L’hydrocéphalie fait plusieurs victimes. Le coût des traitements  est hors de portée.

Plusieurs enfants sont exposés à l’hydrocéphalie à Madagascar. Le pays est très vulnérable à la propagation de la méningite, la maladie décrétée comme cause principale de l’hydrocéphalie et qui évolue surtout dans les pays pauvres. Alors que Mada­gascar est classé parmi les pays les plus pauvres du monde. Les chiffres rapportés sont alarmants. Près de soixante-dix cas et interventions par an ont été enregistrés, ces trois dernières années.

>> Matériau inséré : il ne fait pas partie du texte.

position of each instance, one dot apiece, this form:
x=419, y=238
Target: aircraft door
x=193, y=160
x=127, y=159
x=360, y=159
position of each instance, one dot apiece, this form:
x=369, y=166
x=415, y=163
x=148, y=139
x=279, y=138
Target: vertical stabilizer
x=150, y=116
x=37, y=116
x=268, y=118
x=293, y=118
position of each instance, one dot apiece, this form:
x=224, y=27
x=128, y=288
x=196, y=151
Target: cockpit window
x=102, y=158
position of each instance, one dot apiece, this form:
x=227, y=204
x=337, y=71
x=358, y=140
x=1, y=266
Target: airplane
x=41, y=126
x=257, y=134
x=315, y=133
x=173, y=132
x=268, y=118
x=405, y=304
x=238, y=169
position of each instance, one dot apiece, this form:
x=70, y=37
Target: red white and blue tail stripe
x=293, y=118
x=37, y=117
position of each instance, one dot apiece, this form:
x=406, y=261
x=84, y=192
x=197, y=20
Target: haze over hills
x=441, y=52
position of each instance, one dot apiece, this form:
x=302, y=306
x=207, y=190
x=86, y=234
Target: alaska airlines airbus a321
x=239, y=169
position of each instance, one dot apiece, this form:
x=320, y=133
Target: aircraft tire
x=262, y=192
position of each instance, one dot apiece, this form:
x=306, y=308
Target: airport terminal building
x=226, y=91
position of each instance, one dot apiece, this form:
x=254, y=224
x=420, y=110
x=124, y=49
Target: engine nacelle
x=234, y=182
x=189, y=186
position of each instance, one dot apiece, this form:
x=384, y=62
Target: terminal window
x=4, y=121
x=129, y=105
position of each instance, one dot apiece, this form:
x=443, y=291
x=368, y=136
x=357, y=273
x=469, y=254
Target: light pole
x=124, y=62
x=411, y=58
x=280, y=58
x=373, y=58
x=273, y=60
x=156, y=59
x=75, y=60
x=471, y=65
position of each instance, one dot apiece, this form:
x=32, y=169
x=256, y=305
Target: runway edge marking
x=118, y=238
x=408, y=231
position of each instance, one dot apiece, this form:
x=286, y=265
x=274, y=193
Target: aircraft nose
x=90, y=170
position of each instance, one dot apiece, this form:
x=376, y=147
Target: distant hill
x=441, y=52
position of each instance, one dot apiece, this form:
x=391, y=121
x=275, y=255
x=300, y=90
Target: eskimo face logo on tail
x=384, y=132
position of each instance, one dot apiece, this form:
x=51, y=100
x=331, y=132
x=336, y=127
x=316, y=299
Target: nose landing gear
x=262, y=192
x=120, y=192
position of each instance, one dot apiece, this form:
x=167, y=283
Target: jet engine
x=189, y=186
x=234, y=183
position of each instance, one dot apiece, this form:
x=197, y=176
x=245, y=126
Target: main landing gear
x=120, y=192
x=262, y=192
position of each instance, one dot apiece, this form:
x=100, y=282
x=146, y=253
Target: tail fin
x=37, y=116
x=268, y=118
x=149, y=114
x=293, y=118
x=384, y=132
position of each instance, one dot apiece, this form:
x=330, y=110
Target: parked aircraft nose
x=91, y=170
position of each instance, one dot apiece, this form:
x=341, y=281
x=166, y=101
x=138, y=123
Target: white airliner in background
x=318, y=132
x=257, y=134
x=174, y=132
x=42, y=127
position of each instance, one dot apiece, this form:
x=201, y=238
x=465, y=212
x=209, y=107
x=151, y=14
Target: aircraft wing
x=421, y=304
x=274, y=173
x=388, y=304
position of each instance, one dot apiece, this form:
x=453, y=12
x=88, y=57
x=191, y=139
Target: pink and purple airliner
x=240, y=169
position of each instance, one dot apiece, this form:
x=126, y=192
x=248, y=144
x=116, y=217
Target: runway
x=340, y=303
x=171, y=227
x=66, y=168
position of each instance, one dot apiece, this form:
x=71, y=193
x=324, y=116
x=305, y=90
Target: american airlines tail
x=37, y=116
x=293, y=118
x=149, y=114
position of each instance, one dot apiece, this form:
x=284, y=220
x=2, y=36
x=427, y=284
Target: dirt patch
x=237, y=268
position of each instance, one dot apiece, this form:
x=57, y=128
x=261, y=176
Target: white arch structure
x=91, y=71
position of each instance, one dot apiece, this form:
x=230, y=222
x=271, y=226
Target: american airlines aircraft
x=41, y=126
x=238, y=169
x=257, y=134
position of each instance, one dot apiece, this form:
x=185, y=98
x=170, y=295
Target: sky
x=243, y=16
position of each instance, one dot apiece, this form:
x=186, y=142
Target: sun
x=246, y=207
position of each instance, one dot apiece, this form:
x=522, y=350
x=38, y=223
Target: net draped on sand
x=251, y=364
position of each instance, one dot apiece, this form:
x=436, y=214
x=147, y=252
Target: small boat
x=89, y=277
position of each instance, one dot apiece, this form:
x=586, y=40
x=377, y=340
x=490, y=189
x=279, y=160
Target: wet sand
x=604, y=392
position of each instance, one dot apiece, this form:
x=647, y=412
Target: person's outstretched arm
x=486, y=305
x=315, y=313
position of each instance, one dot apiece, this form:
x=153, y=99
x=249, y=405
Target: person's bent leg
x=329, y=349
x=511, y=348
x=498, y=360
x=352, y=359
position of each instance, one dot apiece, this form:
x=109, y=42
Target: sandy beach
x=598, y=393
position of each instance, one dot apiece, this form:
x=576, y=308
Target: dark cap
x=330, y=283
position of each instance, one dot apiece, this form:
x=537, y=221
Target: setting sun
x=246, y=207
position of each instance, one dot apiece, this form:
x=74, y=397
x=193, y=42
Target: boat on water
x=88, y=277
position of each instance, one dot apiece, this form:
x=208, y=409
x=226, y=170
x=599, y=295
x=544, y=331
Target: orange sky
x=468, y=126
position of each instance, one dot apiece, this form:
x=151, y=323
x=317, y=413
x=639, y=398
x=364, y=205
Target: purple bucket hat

Ce sont les cas traités au niveau des hôpitaux. Faute de moyen, d’autres restent chez eux, subissant les séquelles, à savoir, la perte de la vue, le retard mental, voire la mort, car l’hydrocéphalie est fatale en cas d’absence de soins adaptés, selon les professionnels de santé. Le seul traitement de l’hydrocéphalie est chirurgical. Pour pouvoir enrayer la progression de la maladie et limiter les séquelles, il est nécessaire d’implanter une valve de dérivation sur la boîte crânienne du malade, assez tôt. Malheureusement, la valve de dérivation est hors de portée. L’intrant coûte 1 600 000 ariary dans les pharmacies. 90% des familles des malades ne peuvent pas subvenir aux coûts de ces kits de dérivation et des médicaments.

Collaboration primordiale

Pour le professeur Clément Andriamamonjy, neurochirurgien, « une collaboration avec des organisations humanitaires est primordiale pour freiner ce fléau ». Le Réseau des chambres des experts européens, département Afrique de l’Ouest (RCEEDAO) répond à l’appel. Cette organisation internationale œuvrant dans l’humanitaire et le développement socio-économique et humain fournit des kits de dérivation et des médicaments aux plus vulnérables, dans le cadre de son volet santé. Le RCEEDAO qui a lancé son opération au centre hospitalier universitaire Joseph Ravoahangy Andrianavalona (CHU JRA), étend ses interventions. À l’occasion de la seizième journée de neurochirurgie qui s’est déroulée dans la province de Toliara, les 11, 12 et 13 novembre 2019, il a offert des valves, des kits de dérivation, et des médicaments de bases, aux malades qui ont été opérés dans le cadre de cet événement, au CHU d’Antanambao, grâce à la collaboration avec la Société Malgache de Neurochirurgie. « Notre participation à Toliara est une grande première. Elle va continuer dans les autres provinces de Madagascar », réitère Tahina Rajaonarison, un administrateur de l’organisation à Madagascar.